Еще от гари ими не отмытый.

У ювелира он испытан был

Огнем и молотом, и подтвердил

Им ювелир: товар вполне добротный.

Он купит серебро у них охотно.

Не описать мне радость дуралея.

Так пел, болтал он, глотки не жалея,

Как не встречают птицы дня приход,

Как соловей весною не поет,

Как не щебечут у камина леди,

Когда придут на огонек соседи,

О красоте, турнирах, о любви,

О страсти, полыхающей в крови.

Так рыцарь не упорствует в борьбе,

Чтоб дамы милости снискать себе, -

Как мой священник в мысли утвердился,

Что благородному искусству научился,

И стал просить он напоследок гостя:

«Пусть нас хранят от зла Христовы кости!

В алхимии великий вы адепт. [258]

Ну что вам стоит мне продать рецепт

Тех порошков, которыми все это

Вы сделали? Не выдам я секрета».

«Секрет не дешев. В Англии лишь двое

Владеют им. Но вам его открою».

«Так в чем же дело? Говорите – сколько?

Напрасно время мы теряем только».

«Я не забыл, мой друг, услуги вашей,

И, верьте совести моей монашьей,

Я лишнего от друга не хочу,

И если сорок фунтов получу,

То лишь издержки я свои покрою,

А я ведь беден, этого не скрою».

Священник отдал сорок фунтов плуту

(Описывать я сделку не могу ту,

А лишь скажу: то был сплошной обман).

Каноник, деньги положив в карман,

Сказал хозяину: «Похвал не надо,

Молчанье будет лучшая награда.

Когда узнают про такой секрет,

Поверьте, друг, тогда спасенья нет.

Преследовать они меня начнут.

А то, не дай бог, вовсе изведут».

«Да что вы, сэр?

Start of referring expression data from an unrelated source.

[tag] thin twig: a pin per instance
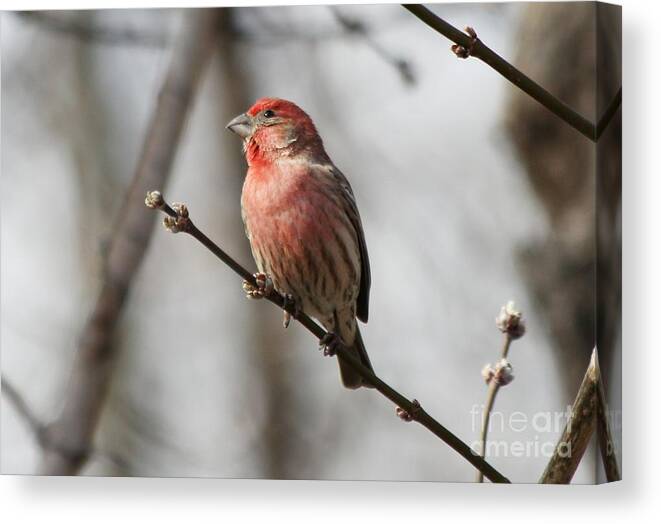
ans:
(179, 221)
(75, 426)
(469, 45)
(576, 435)
(492, 392)
(604, 434)
(35, 425)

Ни слова никому.

Чтоб навредил я другу своему?

Да лучше я с деньгами распрощусь

Иль даже головою поплачусь!»

«За доброе желание – успех

Пошли господь вам, – подавляя смех,

Сказал каноник. – А теперь прощайте,

И лихом вы меня не поминайте».

Ушел каноник, след его простыл.

И вскорости священник приуныл:

Как он ни бился, от утра до света,

Ни серебра, ни золота все нету.

Был одурачен поделом дурак.

А плут других доверчивых зевак

Пошел дурачить, стричь и разорять.

Что мне еще осталось вам сказать?

Вот золото, что нас манит все боле.

С людьми борьбу ведет оно, доколе

Людей в борьбе совсем не побеждает,

Само ж от нас бесследно исчезает.

Мультиплицированьем нас слепят,

И так темно адепты говорят

О мастерстве своем, что обучиться

Тому немыслимо. Когда ж случится

Поговорить им – заболтают вдруг,

Как будто дятлы поднимают стук

Иль как сороки вперебой стрекочут, -

Знай термины и так и эдак точат.

Но цели не достигнуть им никак.

Зато легко обучится дурак,

Мультиплицируя, добро терять.

Себя и близких быстро разорять.

Вот он, алхимии гнилой барыш!

На ней всего вернее прогоришь,

И радость в злость и в слезы обратится,

Никто взаймы дать денег не решится,

А давший деньги трижды проклянет.

Когда же наконец простак поймет:

Обжегшись, на воду нам лучше дуть,

Чем дать себя на том же обмануть.

И кто из вас ввязался в это дело,

Тем мой совет: кончать, пока не съело

Оно последнего у вас гроша.

Пословица куда как хороша:

Чем никогда – так лучше хоть бы поздно.

Ах, «никогда», как это слово грозно.

А вам, забившимся в подвал, в потемки,

Вам не исполнить обещаний громких,

Вам никогда успеха не достичь,

А «никогда» – страшнее есть ли бич?

Упорны вы! Кобыла так слепая

Бредет вперед, и не подозревая,

Где смерть ее. Что в храбрости такой?

На камень прет с разбега конь слепой,

И так же храбро он его обходит,

Ведь он всю жизнь свою в потемках бродит.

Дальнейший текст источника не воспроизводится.